TAMPA, Fla. — While prosecutors are building their case against Howell Donaldson III who is charged with the death of four people in Seminole Heights, the Donaldson family is making their first legal moves.
Donaldson's parents held back tears Friday night, saying they desperately want to see their son.
"We love him, we support him, we believe him, and we're here for him," said Rosita Donaldson.
Following Tuesday's arrest, ABC Action News has learned that Donaldson grew up in a church-going family and excelled in school and basketball. He even earned a spot on the St. John's University men's basketball team.
Those who know him best can't explain what happened.
"Everybody's in disbelief," said Rosita. "That's not my son, that's not my baby."
Flanked by attorneys, the Donaldson's were not allowed to answer when ABC Action News asked if they'd seen the now viral surveillance video or if they ever suspected that the shadowy figure could have been their son.
"We're people of faith and we're going to lean on our faith as we go through this ordeal," Howell Donaldson, Jr. said.
Both parents said they continue to pray for the families of the Seminole Heights victims.
"Our hearts are heavy as their hearts are heavy," said Donaldson, Jr.
The family of one of the four victims says Donaldson should get the worst possible punishment, the death penalty. At the same time, the family of the alleged serial killer is preparing for what’s sure to be a long court battle ahead.
For Casimar Naiboa, only a death sentence can bring justice.
“Ok you kill four innocent people now we’re going to give you three meals a day, a bed, a tv. Why?” asked Naiboa. His son, 20-year-old Anthony Naiboa was the third victim in a 51-day killing spree.
The death penalty is something state prosecutors have said they are likely to pursue.
Donaldson's parents have now hired a prominent Tampa lawyer, Ralph Fernandez, for themselves.
“They are not hiding but the problem is they are staying away," said Fernandez. "They are suffering the pain of their personal situation coupled with the tremendous pain associated with the loss of others.”

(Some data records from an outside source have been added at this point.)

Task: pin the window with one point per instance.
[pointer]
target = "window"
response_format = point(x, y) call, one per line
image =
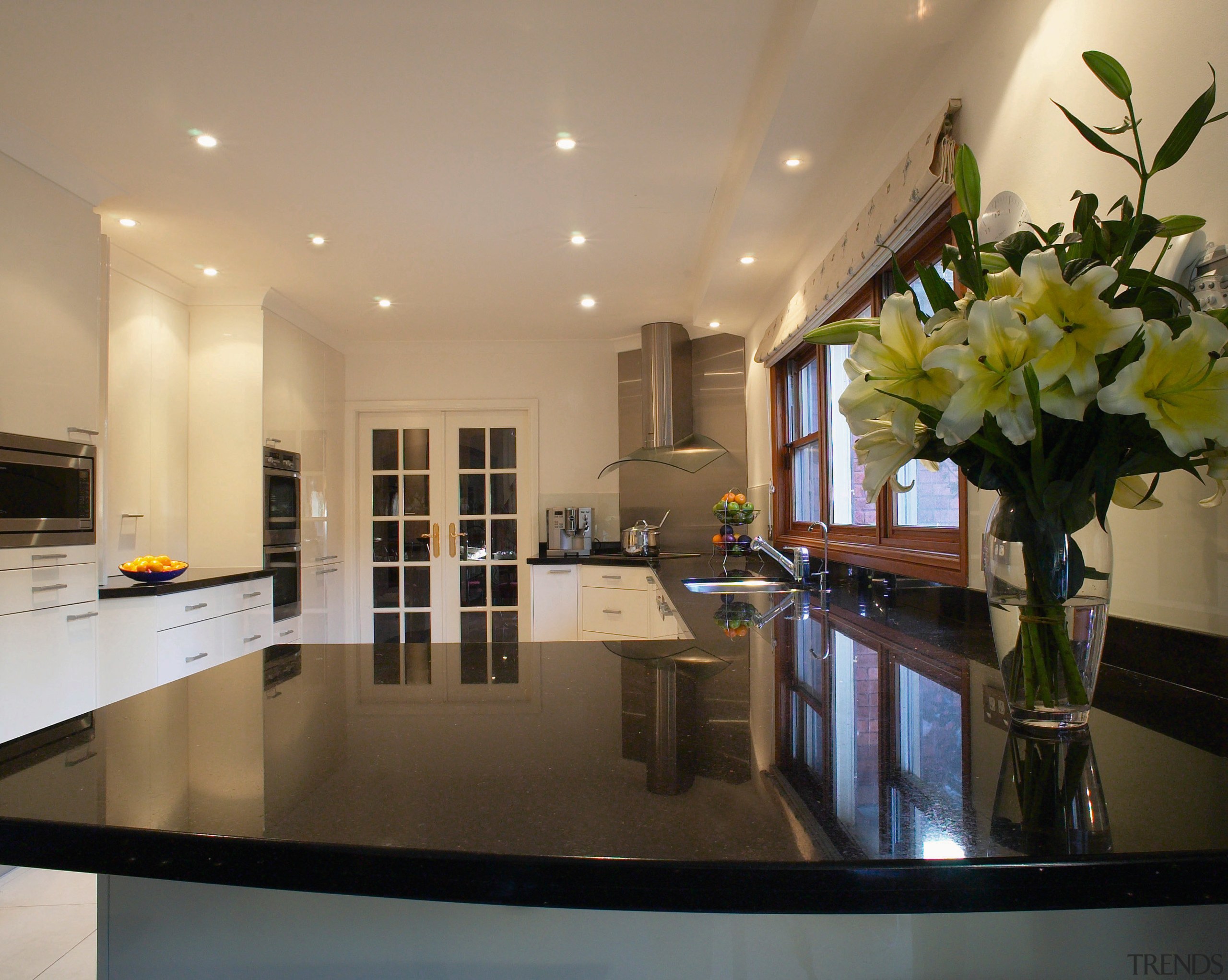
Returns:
point(921, 532)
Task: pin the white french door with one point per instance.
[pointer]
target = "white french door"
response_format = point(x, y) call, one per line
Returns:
point(445, 527)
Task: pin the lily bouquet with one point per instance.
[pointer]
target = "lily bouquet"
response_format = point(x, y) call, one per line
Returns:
point(1064, 378)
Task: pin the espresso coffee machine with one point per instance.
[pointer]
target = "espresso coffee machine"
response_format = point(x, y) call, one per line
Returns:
point(569, 531)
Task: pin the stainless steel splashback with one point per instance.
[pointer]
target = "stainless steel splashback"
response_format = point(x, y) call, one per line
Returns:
point(646, 490)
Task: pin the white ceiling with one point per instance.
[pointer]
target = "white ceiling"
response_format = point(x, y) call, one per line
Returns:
point(419, 139)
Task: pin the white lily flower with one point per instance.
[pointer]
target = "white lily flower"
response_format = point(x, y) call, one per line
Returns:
point(1181, 386)
point(1090, 325)
point(992, 370)
point(893, 365)
point(881, 453)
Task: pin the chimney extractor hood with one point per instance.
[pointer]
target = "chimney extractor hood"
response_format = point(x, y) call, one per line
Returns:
point(670, 434)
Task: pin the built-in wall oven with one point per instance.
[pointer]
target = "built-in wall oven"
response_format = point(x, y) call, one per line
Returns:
point(46, 492)
point(283, 553)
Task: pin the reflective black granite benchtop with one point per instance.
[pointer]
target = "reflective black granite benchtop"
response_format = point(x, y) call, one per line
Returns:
point(840, 762)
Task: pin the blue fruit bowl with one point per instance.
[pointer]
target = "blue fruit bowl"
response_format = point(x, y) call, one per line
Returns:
point(152, 578)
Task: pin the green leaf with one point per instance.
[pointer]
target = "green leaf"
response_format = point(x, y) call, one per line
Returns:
point(937, 290)
point(1109, 71)
point(1096, 139)
point(1016, 246)
point(1187, 130)
point(1176, 225)
point(968, 182)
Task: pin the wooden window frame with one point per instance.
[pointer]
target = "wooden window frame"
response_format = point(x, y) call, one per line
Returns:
point(935, 554)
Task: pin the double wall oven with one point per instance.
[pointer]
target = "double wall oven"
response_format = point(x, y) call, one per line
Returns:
point(46, 492)
point(283, 548)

The move has Naiboa questioning the parent’s involvement and knowledge over their son’s actions. He wonders if this was an act of parental protection. But the parents have not been charged with anything. Fernandez says they are not at risk for obtaining any charges.
For the time being, Fernandez is preparing for the possibility of representing the entire Donaldson family. Right now, he’s building a team of lawyers for what’s sure to be a high-profile case. While Fernandez searches, Naiboa’s questions for the Donaldson family only grows.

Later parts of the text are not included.